Comment 9 Stanislaw Gruszka 2009-12-23 10:29:54 EST
Confirmed patch fix the problem. Fix goes to vanilla 2.6.31.7 kernel, but this one is not used by fedora yet and I'm not sure when it start to be used. For now, can give rawhide kernel a try: 'yum --enablerepo="rawhide" update kernel'. Cheers.

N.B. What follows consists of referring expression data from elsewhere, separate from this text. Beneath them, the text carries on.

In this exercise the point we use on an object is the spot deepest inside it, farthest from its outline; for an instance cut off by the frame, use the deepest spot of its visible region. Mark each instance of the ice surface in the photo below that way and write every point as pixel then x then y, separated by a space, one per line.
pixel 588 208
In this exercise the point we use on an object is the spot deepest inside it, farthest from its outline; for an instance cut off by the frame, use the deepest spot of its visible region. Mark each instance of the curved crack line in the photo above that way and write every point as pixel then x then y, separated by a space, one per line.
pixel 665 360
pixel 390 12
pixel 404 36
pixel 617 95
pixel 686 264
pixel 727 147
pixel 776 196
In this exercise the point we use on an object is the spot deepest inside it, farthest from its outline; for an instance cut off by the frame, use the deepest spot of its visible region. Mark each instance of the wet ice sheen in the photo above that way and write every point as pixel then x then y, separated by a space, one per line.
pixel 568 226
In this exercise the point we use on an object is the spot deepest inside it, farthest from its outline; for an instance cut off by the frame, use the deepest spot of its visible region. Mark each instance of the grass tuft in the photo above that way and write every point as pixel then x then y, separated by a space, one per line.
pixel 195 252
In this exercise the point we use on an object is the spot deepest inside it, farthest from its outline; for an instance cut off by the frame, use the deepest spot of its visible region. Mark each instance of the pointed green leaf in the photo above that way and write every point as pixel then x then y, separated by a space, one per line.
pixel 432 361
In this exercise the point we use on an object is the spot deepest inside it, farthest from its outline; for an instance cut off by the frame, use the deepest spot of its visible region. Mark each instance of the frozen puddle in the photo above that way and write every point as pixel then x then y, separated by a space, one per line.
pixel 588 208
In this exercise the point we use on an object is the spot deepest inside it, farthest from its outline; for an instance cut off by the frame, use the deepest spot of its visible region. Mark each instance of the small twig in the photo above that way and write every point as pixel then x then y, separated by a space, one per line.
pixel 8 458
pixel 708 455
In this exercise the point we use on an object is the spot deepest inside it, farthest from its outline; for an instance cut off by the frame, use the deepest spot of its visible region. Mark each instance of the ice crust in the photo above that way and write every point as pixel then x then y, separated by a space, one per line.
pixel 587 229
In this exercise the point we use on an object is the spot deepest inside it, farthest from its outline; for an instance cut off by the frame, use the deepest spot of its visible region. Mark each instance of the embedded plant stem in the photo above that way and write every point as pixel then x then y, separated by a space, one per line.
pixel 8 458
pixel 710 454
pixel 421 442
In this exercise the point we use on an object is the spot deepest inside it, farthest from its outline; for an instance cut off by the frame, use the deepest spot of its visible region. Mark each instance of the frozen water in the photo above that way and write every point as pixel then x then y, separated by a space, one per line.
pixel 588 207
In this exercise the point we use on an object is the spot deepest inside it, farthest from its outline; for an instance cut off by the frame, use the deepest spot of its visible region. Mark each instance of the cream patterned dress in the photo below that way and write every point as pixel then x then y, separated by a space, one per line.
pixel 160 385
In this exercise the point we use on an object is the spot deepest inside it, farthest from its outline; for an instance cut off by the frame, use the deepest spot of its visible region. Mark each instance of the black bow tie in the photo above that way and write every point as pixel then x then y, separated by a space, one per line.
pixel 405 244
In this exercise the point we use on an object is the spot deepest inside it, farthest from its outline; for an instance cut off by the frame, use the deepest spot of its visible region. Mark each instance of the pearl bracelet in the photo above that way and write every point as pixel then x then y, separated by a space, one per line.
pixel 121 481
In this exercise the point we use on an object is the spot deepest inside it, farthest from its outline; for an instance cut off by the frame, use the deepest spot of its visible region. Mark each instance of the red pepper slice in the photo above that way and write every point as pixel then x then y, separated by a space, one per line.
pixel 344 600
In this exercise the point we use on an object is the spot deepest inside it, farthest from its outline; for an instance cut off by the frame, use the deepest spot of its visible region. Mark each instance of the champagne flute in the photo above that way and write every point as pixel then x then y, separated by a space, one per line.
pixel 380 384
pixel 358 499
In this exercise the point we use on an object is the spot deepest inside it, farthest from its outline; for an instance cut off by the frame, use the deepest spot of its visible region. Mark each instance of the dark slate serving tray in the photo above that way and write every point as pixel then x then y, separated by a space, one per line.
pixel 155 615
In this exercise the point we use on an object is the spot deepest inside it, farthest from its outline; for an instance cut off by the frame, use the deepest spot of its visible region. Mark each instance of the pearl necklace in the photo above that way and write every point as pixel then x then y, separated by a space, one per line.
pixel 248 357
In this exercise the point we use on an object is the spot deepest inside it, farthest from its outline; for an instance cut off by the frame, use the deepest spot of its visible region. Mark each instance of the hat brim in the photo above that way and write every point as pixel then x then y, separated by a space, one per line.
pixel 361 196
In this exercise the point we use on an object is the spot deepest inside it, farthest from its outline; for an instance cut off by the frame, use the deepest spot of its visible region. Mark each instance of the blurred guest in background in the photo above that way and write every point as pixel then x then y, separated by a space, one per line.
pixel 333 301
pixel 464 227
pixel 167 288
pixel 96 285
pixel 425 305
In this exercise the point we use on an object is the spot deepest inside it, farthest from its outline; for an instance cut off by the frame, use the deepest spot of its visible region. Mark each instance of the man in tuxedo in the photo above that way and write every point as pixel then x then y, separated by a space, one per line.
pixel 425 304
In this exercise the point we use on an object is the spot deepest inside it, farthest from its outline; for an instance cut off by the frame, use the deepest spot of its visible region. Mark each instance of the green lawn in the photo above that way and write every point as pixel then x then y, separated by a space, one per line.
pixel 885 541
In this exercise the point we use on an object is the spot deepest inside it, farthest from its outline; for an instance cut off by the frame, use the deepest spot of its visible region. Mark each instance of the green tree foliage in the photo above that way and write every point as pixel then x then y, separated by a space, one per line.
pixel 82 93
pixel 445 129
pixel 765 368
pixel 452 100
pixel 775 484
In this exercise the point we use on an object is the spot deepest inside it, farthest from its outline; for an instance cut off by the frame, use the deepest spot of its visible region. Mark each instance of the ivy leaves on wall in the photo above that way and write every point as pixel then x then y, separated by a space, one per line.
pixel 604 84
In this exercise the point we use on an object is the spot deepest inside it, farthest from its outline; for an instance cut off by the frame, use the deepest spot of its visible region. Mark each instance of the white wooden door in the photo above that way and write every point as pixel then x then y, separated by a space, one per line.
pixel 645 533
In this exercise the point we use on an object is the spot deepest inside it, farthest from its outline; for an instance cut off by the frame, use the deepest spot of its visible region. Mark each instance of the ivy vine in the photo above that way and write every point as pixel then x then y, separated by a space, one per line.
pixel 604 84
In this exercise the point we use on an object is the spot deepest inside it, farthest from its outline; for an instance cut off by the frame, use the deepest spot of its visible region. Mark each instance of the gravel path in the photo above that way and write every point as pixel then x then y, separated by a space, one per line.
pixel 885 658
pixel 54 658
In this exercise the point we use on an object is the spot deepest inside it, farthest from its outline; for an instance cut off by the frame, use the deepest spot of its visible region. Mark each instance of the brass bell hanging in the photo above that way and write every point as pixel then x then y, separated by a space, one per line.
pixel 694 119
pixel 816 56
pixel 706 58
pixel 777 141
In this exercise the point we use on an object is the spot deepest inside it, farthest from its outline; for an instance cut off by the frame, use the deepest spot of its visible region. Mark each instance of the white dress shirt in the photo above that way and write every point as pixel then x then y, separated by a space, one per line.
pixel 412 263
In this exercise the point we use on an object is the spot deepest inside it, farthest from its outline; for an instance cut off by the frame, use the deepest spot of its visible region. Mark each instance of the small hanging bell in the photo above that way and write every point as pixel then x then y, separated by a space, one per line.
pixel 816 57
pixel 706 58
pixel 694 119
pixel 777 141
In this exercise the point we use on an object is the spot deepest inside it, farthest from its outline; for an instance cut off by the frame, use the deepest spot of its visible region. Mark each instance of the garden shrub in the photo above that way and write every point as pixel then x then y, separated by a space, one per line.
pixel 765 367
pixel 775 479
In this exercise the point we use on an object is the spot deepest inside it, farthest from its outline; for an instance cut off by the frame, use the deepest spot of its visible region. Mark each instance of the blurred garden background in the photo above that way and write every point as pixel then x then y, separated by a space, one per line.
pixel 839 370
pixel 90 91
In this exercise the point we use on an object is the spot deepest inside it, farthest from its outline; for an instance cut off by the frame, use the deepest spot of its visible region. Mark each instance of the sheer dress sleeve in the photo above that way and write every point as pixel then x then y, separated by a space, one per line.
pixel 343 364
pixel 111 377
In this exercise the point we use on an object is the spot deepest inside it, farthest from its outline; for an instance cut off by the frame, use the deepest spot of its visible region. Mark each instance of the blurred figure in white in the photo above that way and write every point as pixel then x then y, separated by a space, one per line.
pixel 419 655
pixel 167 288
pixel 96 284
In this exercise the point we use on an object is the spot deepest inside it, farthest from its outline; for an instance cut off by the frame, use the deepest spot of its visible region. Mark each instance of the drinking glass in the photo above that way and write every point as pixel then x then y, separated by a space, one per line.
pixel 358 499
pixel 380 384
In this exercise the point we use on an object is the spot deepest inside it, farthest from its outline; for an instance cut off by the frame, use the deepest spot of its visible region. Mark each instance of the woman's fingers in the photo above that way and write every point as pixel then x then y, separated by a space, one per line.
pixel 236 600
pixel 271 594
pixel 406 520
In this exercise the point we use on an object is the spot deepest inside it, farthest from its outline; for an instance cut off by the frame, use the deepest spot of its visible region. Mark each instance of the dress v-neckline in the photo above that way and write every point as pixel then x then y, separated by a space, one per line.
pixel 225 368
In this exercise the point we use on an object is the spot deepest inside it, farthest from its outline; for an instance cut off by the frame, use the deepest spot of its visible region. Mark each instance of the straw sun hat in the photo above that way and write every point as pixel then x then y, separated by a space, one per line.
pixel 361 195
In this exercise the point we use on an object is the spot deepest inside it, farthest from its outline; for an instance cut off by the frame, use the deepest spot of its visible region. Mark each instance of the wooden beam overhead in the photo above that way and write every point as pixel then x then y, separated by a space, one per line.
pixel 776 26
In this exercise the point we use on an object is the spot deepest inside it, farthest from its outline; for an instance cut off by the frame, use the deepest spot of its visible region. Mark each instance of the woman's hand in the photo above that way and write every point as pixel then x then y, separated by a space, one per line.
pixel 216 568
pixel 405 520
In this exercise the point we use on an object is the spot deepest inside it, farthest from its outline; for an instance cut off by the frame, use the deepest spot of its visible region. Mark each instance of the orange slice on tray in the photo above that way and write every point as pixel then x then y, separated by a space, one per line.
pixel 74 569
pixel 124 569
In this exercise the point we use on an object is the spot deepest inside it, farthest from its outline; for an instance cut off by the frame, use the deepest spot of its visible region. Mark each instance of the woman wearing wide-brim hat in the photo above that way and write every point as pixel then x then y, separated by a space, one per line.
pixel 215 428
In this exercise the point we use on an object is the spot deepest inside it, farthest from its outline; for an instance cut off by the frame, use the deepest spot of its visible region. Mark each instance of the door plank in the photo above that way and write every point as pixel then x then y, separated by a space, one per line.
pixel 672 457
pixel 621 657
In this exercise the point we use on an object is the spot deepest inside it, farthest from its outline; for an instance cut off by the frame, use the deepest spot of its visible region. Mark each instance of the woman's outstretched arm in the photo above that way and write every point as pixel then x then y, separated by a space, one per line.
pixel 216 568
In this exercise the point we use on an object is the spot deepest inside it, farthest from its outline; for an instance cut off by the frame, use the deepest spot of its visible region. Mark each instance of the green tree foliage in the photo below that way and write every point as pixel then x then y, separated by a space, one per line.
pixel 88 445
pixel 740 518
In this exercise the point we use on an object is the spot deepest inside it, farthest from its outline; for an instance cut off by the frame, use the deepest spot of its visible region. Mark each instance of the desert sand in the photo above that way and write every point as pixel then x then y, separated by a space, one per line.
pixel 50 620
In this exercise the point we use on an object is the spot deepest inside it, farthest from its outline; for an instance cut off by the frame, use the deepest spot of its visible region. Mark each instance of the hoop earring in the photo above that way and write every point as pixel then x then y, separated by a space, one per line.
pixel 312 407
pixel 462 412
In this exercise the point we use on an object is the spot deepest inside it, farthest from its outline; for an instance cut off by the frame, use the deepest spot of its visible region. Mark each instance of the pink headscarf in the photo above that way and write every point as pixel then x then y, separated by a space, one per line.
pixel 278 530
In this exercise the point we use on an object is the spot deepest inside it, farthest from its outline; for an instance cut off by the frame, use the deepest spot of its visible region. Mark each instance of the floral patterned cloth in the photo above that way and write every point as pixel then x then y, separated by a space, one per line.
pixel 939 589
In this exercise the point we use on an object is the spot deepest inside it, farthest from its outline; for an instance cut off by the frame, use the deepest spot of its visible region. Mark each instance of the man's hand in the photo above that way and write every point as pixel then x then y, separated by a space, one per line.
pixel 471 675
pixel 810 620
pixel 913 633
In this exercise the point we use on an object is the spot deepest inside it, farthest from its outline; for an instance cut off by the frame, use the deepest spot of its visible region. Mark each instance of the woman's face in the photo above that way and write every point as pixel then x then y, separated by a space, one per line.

Comment 10 Mark Rosenstand 2009-12-23 11:38:20 EST
Sorry for being unresponsive, I forgot about this and have been away for some days, so didn't get the notifications till now.

Looks like Christmas has come early this year :-)
Comment 11 Stanislaw Gruszka 2010-01-05 03:26:06 EST
Fedora 12 update to 2.6.31.9 kernel which include fix for that bug. Please reopen if somehow bug still occurs.